The indisputable thing, however, is this: Audiences failed CAST. I can't remember a single opening night where every seat in the small theater was full. (Or any night, period, on the occasions I went after opening or saw a show twice.) Despite a strong, two-decade track record, despite generally positive reviews, despite advance articles explaining what shows were about, theatergoers didn't make CAST a habit.
In 35 years of writing about Charlotte culture, I have occasionally lamented the timidity and lack of adventurousness of local audiences. Year in and year out, from the Charlotte Symphony and Opera Carolina down to small drama companies, people generally buy tickets to see what they know and skitter away from anything they don't.
Cultural groups often tell me they're trying to build trust. If audiences like a Blumenthal tour of "Wicked," maybe they'll trust the same programmers if they import a terrific but less-known "Peter and the Starcatcher." If they take to "The Nutcracker" at Charlotte Ballet, maybe they'll take to an unfamiliar work by Jiri Kylian. Sometimes this philosophy works; more often, it doesn't.

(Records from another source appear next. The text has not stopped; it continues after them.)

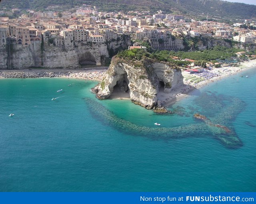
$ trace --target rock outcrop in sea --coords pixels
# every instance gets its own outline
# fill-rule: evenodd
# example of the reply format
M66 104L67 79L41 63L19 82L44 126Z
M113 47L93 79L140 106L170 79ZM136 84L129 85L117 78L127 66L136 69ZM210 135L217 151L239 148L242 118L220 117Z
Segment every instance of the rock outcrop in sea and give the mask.
M128 93L132 102L152 109L161 105L158 93L170 93L183 85L180 69L171 63L146 57L131 60L115 56L94 91L100 99L108 98L115 91Z

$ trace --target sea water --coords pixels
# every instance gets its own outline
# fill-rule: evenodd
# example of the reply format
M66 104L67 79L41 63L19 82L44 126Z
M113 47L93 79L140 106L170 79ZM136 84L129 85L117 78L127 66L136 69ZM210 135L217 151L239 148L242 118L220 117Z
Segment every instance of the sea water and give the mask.
M0 191L256 190L255 69L190 93L167 115L98 100L96 83L0 80ZM223 145L196 112L242 146Z

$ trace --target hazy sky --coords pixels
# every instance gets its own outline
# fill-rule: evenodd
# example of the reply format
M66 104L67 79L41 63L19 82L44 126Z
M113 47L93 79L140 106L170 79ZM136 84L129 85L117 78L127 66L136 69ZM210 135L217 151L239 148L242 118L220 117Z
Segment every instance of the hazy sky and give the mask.
M226 1L230 2L238 2L239 3L244 3L248 4L256 5L255 0L226 0Z

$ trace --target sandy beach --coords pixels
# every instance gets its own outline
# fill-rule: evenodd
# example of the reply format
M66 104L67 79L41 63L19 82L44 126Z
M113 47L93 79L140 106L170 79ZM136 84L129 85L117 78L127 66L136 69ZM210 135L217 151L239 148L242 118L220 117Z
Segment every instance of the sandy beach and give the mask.
M75 78L100 81L103 79L107 70L97 69L72 72L69 76L62 77L68 78Z
M254 67L256 67L256 60L242 62L239 66L229 66L220 68L213 68L210 70L206 70L200 73L190 74L188 72L182 70L182 73L184 77L184 85L178 88L174 89L169 93L160 92L158 94L157 97L159 100L162 101L162 104L164 106L168 106L182 98L192 95L194 90L204 87L208 86L210 83L216 82L226 76L238 74L242 71ZM102 67L102 68L101 69L100 68L98 68L96 69L87 70L65 70L63 71L68 72L68 74L66 74L65 76L62 76L60 77L100 81L104 77L107 68ZM51 72L54 71L59 71L60 70L32 70L32 71L43 71ZM1 72L2 73L5 72L7 72L13 70L6 70ZM23 72L31 71L27 70L15 71ZM243 76L246 77L245 76ZM1 78L3 77L0 74L0 78ZM127 93L116 91L111 96L111 98L119 99L129 99L130 96Z
M183 86L172 90L168 94L160 93L158 95L158 97L160 100L163 102L164 106L168 106L184 98L192 95L193 91L196 89L206 86L210 83L216 82L227 76L238 74L241 72L254 67L256 67L256 60L242 62L239 66L228 66L213 68L211 70L207 70L205 72L198 74L190 74L188 72L182 70L182 73L184 77ZM204 76L204 78L203 76L204 74L206 76L210 76L210 77L212 76L213 77L207 79L205 76ZM240 75L242 75L241 74ZM245 76L243 76L246 77ZM200 78L204 80L195 83L196 80L200 80Z

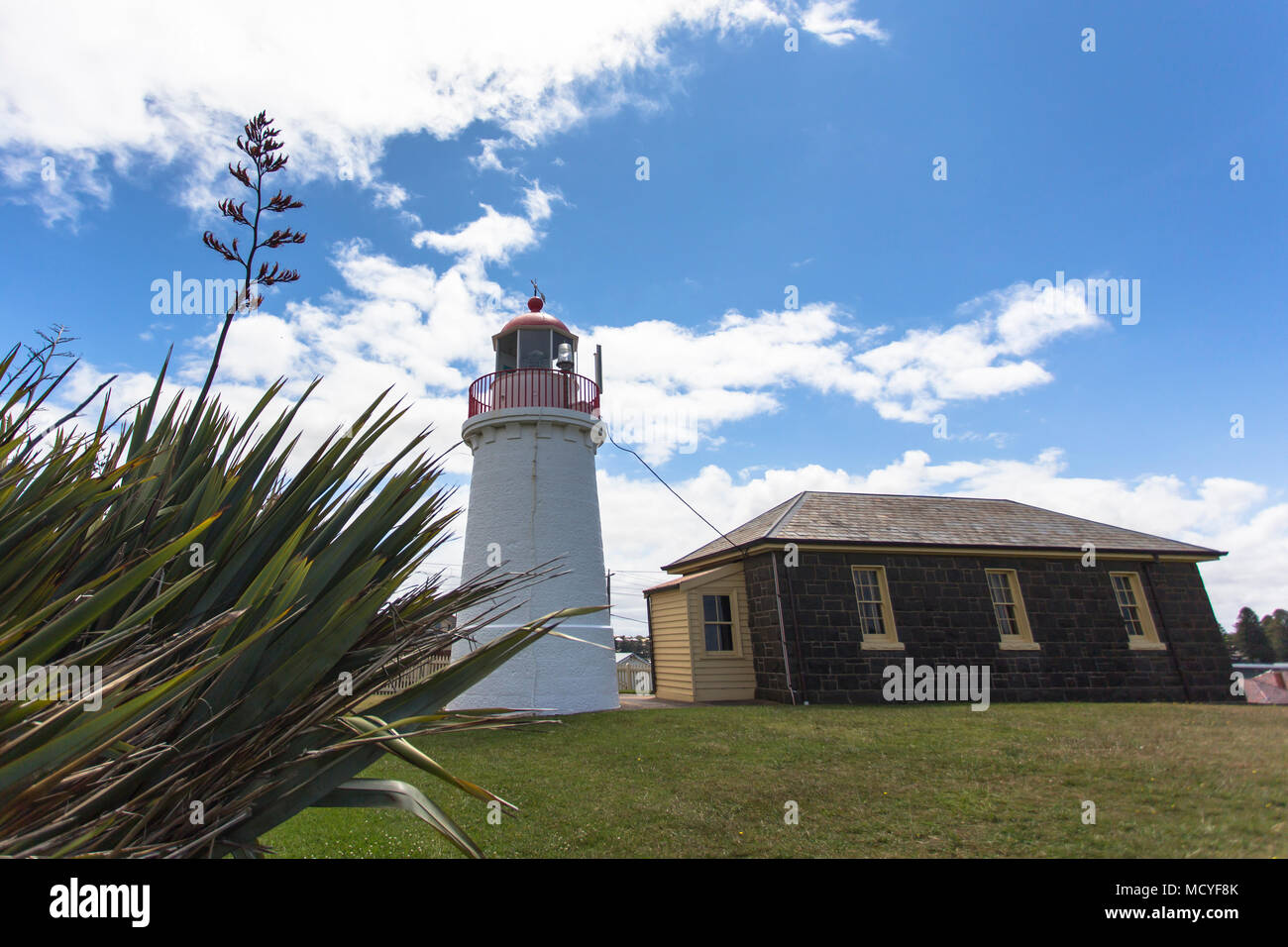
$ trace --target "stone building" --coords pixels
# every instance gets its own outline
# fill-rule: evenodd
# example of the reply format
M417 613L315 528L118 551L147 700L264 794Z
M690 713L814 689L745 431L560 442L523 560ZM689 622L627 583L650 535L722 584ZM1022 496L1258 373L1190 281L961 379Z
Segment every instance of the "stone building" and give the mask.
M802 492L648 589L658 697L884 700L988 669L993 701L1221 701L1199 562L1225 553L1010 500Z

In CAST's case, it never seemed to. The company had a small, loyal following -- I often saw the same faces at shows -- and occasionally scored a blockbuster hit. But the people who flocked to see "August" didn't come back in force for "Dr. Jekyll and Mr. Hyde" two months later. So if we're asking who really killed Carolina Actors Studio Theatre, and you never bothered to find out how good they could be, the answer is: You did.